RDC : l'ONU évoque des crimes de guerre et des crimes contre l'humanité
RDC : l'ONU évoque des crimes de guerre et des crimes contre l'humanité
Mise à jour le mercredi 6 juillet 2011 à 18 h 55 HAE
Photo: AFP/Gwenn Dubourthoumieu En octobre dernier, 20 000 femmes ont manifesté à Bukavu, au Sud-Kivu, pour dénoncer le viol. |
Un rapport de l'ONU sur les viols massifs et les autres exactions commis par des rebelles au Nord-Kivu, en République démocratique du Congo (RDC), l'été dernier, évoque des crimes contre l'humanité et des crimes de guerre.
Publié mercredi, le rapport final élaboré par le Bureau conjoint des Nations unies aux droits de l'homme (BCNUDH) s'attarde à des exactions perpétrées entre le 30 juillet et le 2 août 2010 dans 13 villages du territoire de Walikale.

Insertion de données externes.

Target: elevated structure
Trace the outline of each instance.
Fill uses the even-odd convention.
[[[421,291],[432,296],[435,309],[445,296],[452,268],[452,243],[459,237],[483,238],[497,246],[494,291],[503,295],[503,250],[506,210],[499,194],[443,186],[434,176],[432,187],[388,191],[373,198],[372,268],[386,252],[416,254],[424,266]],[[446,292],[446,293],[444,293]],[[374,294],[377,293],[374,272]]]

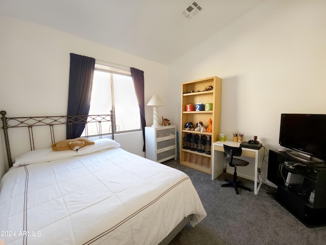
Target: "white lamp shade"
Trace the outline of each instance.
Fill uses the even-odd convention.
[[[146,106],[164,106],[164,104],[157,95],[154,94],[152,96]]]

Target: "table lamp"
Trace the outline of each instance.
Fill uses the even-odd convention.
[[[161,125],[158,124],[158,116],[157,114],[158,107],[164,106],[164,104],[159,96],[156,94],[153,95],[146,106],[153,107],[153,125],[152,125],[152,127],[160,127]]]

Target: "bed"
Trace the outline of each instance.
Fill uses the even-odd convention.
[[[0,184],[0,240],[7,245],[168,244],[206,216],[186,174],[123,150],[113,133],[78,151],[36,150],[31,128],[41,121],[54,138],[58,120],[1,114],[11,167]],[[107,116],[100,121],[113,123]],[[32,131],[32,151],[13,163],[8,130],[18,127]]]

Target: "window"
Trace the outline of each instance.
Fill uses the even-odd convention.
[[[113,110],[115,133],[141,130],[138,102],[130,70],[96,64],[89,115]],[[98,125],[89,125],[88,135],[99,134]],[[102,122],[102,134],[111,133],[111,122]],[[83,136],[86,135],[85,130]]]

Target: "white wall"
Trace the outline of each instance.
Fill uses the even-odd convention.
[[[174,103],[181,83],[219,77],[221,132],[280,148],[281,113],[326,113],[325,13],[324,1],[263,3],[169,66]]]
[[[144,70],[145,103],[153,93],[159,94],[164,102],[169,100],[166,65],[3,16],[0,16],[0,110],[7,111],[8,117],[66,114],[70,53]],[[164,113],[165,107],[160,108],[160,112]],[[145,110],[147,124],[151,126],[152,109],[146,107]],[[117,136],[116,139],[121,140],[122,148],[145,156],[143,142],[131,143],[142,140],[141,132],[129,137]],[[20,144],[15,144],[11,146],[13,149]],[[4,147],[2,132],[0,178],[6,170]],[[17,154],[14,153],[14,157]]]

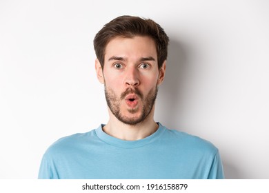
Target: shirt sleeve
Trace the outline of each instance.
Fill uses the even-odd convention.
[[[53,170],[52,164],[50,162],[46,156],[43,156],[41,163],[40,164],[39,179],[59,179],[57,173]]]
[[[208,179],[223,179],[224,173],[222,167],[222,163],[219,151],[215,156],[210,171],[208,174]]]

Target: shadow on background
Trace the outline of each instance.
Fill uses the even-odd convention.
[[[166,77],[158,94],[161,99],[157,103],[161,122],[170,128],[179,129],[177,125],[180,122],[180,114],[184,113],[183,93],[188,90],[188,84],[193,77],[194,64],[188,59],[190,53],[191,49],[188,46],[170,38]],[[226,179],[240,178],[238,170],[232,164],[223,159],[222,161]]]
[[[182,43],[170,38],[164,81],[158,93],[161,100],[157,103],[157,110],[161,111],[161,121],[170,128],[178,128],[181,93],[183,92],[184,77],[189,72],[187,68],[186,48]]]

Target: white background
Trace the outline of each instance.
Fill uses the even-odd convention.
[[[269,179],[268,10],[266,0],[0,0],[0,179],[37,178],[52,143],[107,122],[92,40],[122,14],[170,38],[155,121],[213,143],[227,179]]]

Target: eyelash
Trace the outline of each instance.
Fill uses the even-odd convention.
[[[117,67],[117,65],[119,65],[120,67],[119,68]],[[144,65],[146,65],[146,68],[141,68]],[[121,63],[114,63],[114,67],[117,68],[117,69],[121,69],[121,68],[122,68],[123,65]],[[149,67],[150,67],[150,65],[148,63],[142,63],[139,64],[139,68],[144,68],[144,69],[148,68]]]

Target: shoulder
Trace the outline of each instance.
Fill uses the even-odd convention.
[[[81,149],[89,141],[93,141],[95,137],[95,130],[93,130],[86,133],[77,133],[60,138],[47,149],[45,156],[60,156],[66,152],[75,152]]]
[[[208,152],[210,154],[218,152],[218,149],[209,141],[177,130],[166,128],[163,137],[168,143],[185,150]]]

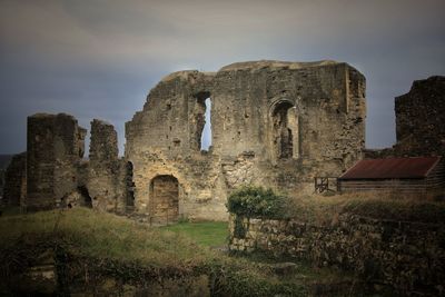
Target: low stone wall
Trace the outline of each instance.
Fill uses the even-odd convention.
[[[400,295],[445,296],[443,225],[344,214],[330,226],[230,215],[231,251],[266,251],[353,271]]]

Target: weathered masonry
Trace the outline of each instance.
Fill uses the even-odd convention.
[[[211,147],[202,150],[208,108]],[[314,177],[338,177],[360,159],[365,115],[365,78],[347,63],[171,73],[126,123],[129,202],[158,221],[227,219],[227,195],[243,184],[313,191]]]
[[[445,77],[415,80],[395,98],[395,113],[396,145],[367,150],[366,157],[445,156]]]
[[[9,199],[31,210],[83,205],[151,222],[227,219],[227,196],[244,184],[313,192],[314,177],[338,177],[362,158],[365,115],[365,78],[347,63],[175,72],[126,123],[123,158],[110,123],[91,122],[86,160],[86,129],[72,116],[29,117],[26,168],[11,179],[21,196]]]

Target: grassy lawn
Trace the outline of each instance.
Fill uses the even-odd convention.
[[[176,225],[161,227],[168,230],[189,237],[200,246],[221,247],[227,245],[228,225],[225,221],[204,221],[204,222],[179,222]]]

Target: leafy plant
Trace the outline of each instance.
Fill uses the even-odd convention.
[[[234,191],[227,202],[229,212],[248,218],[285,218],[287,198],[263,187],[246,186]]]

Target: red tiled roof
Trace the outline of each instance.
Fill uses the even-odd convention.
[[[365,159],[339,179],[424,178],[439,160],[441,157]]]

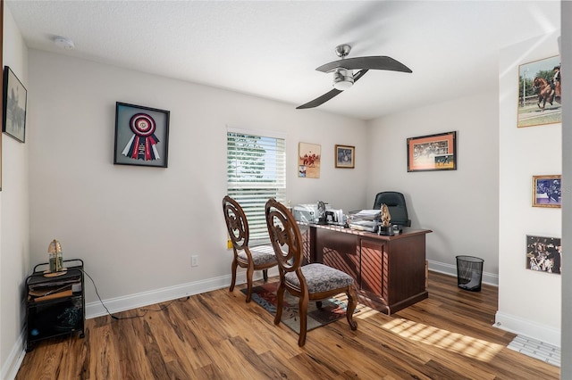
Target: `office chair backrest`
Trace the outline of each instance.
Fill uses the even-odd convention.
[[[382,208],[382,203],[387,204],[391,215],[391,224],[400,226],[411,226],[411,220],[408,214],[408,206],[405,202],[405,196],[401,193],[395,191],[384,191],[375,195],[374,210]]]

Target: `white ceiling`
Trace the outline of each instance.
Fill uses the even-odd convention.
[[[4,1],[29,47],[275,99],[332,88],[315,68],[389,55],[315,110],[370,120],[496,86],[500,49],[560,28],[559,1]],[[73,50],[54,44],[72,39]],[[558,52],[556,41],[555,53]],[[517,80],[515,78],[515,80]]]

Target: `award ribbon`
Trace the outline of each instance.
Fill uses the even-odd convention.
[[[133,136],[122,154],[133,160],[160,159],[156,146],[159,139],[155,136],[156,124],[153,118],[147,113],[136,113],[130,120],[129,125]]]

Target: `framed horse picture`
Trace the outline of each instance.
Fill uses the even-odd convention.
[[[16,74],[4,68],[4,123],[2,131],[23,143],[26,141],[26,106],[28,91]]]
[[[559,55],[520,65],[517,127],[561,123],[560,95]]]
[[[321,145],[299,143],[298,145],[298,177],[319,178],[321,159]]]

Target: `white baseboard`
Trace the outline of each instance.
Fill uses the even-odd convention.
[[[541,325],[536,322],[531,322],[528,319],[523,319],[520,317],[502,313],[500,311],[497,311],[494,320],[495,322],[492,326],[501,330],[534,338],[556,347],[561,347],[561,332],[559,328]]]
[[[6,361],[2,366],[2,370],[0,370],[0,379],[13,380],[16,378],[18,369],[20,369],[20,366],[21,366],[21,362],[26,355],[26,350],[24,349],[24,344],[26,343],[25,337],[26,332],[22,330],[18,340],[12,347],[8,359],[6,359]]]
[[[444,275],[457,277],[457,265],[446,264],[440,261],[427,260],[429,270],[442,273]],[[493,273],[483,272],[483,284],[499,286],[499,275]]]
[[[276,268],[268,269],[268,276],[278,276],[278,269]],[[220,277],[207,278],[206,280],[194,281],[175,286],[155,289],[149,292],[142,292],[122,297],[110,298],[102,300],[102,302],[109,312],[114,314],[120,311],[130,310],[132,309],[153,305],[158,302],[164,302],[189,295],[200,294],[212,290],[228,287],[231,285],[231,277],[229,274]],[[262,279],[262,271],[256,271],[254,274],[254,279]],[[246,282],[246,273],[239,271],[239,273],[237,273],[236,285],[245,284]],[[86,286],[89,285],[89,283],[86,283]],[[86,304],[86,318],[88,319],[105,316],[106,314],[107,310],[99,301]]]

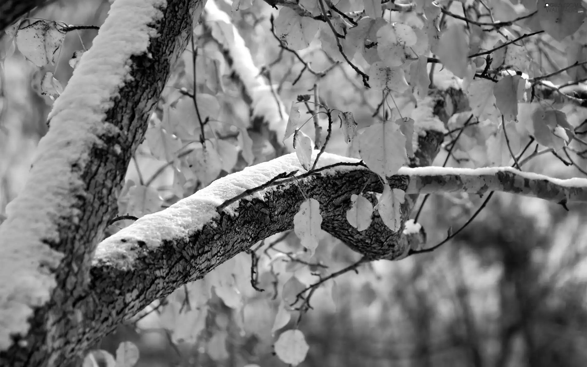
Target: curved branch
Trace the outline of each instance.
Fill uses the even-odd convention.
[[[203,6],[117,0],[56,100],[0,226],[0,365],[65,366],[87,348],[78,302],[92,254]]]
[[[320,166],[341,161],[358,160],[324,153]],[[352,194],[363,188],[367,192],[383,190],[376,174],[362,167],[322,170],[297,183],[266,188],[228,206],[220,214],[216,210],[227,199],[280,173],[302,169],[293,153],[246,168],[164,210],[139,218],[100,243],[91,272],[92,292],[79,304],[87,311],[84,326],[88,341],[99,340],[105,331],[153,300],[203,278],[258,241],[291,229],[294,216],[305,200],[302,191],[320,203],[323,229],[353,250],[367,252],[372,259],[401,258],[413,245],[415,230],[393,232],[377,216],[362,232],[348,224],[345,214]],[[554,201],[561,197],[587,201],[587,179],[556,180],[508,167],[402,168],[387,181],[409,194],[497,190]],[[425,237],[419,232],[417,235]]]
[[[202,18],[204,26],[208,29],[210,36],[218,45],[232,70],[230,78],[240,87],[243,100],[249,106],[252,129],[268,136],[276,156],[289,153],[291,147],[281,142],[285,134],[288,112],[273,87],[264,80],[261,70],[255,65],[251,51],[238,29],[232,25],[228,15],[214,1],[206,3]],[[213,22],[218,21],[228,25],[223,26],[232,27],[232,37],[224,37],[224,39],[214,37],[215,35],[222,34],[220,29],[212,31],[217,26]]]

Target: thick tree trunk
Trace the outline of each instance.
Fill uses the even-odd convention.
[[[362,232],[346,220],[350,196],[381,192],[379,178],[357,160],[328,154],[319,166],[330,168],[282,181],[220,213],[218,206],[246,189],[284,172],[303,172],[295,155],[224,177],[102,241],[149,113],[205,2],[117,0],[57,99],[23,193],[0,226],[0,365],[66,365],[153,300],[291,229],[302,192],[320,203],[323,229],[355,251],[372,259],[405,254],[407,236],[378,216]],[[431,95],[443,121],[468,108],[460,91]],[[445,100],[453,105],[445,107]],[[429,128],[416,131],[411,167],[431,164],[444,140]],[[584,180],[508,169],[405,168],[387,180],[409,194],[402,224],[420,193],[499,190],[587,201]]]
[[[89,331],[110,331],[90,295],[104,286],[90,282],[93,254],[204,2],[117,0],[55,103],[23,193],[0,227],[0,365],[65,365],[96,339]],[[3,21],[32,2],[22,3],[5,13],[2,5]]]

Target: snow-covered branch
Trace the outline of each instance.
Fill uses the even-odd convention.
[[[202,18],[204,26],[208,30],[232,70],[231,79],[239,86],[243,100],[249,105],[252,129],[268,136],[276,156],[289,153],[288,147],[281,142],[285,133],[288,113],[281,98],[272,90],[272,87],[264,79],[261,70],[255,65],[251,50],[238,29],[232,25],[228,15],[211,0],[206,3]],[[218,22],[227,24],[220,26]],[[217,36],[223,35],[222,27],[231,27],[232,33]]]
[[[202,0],[117,0],[50,114],[0,226],[0,365],[65,365],[92,255]]]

Selon les preuves recueillies, les combattants ont violé au moins 387 civils, soit 300 femmes, 23 hommes, 55 fillettes et 9 garçons. La plus jeune des victimes, dont le nombre serait cependant bien plus élevé, serait un bébé de 1 mois.
« La plupart des viols auraient été commis en présence d'enfants des victimes et d'autres membres de leurs familles et de leur communauté », peut-on lire dans le document, très descriptif, qui précise que les victimes ont subi des viols collectifs.
Les assaillants ont en outre « soumis à des travaux forcés plus d'une centaine de personnes » qu'ils ont enlevées et ont pillé près d'un millier de maisons et de commerces.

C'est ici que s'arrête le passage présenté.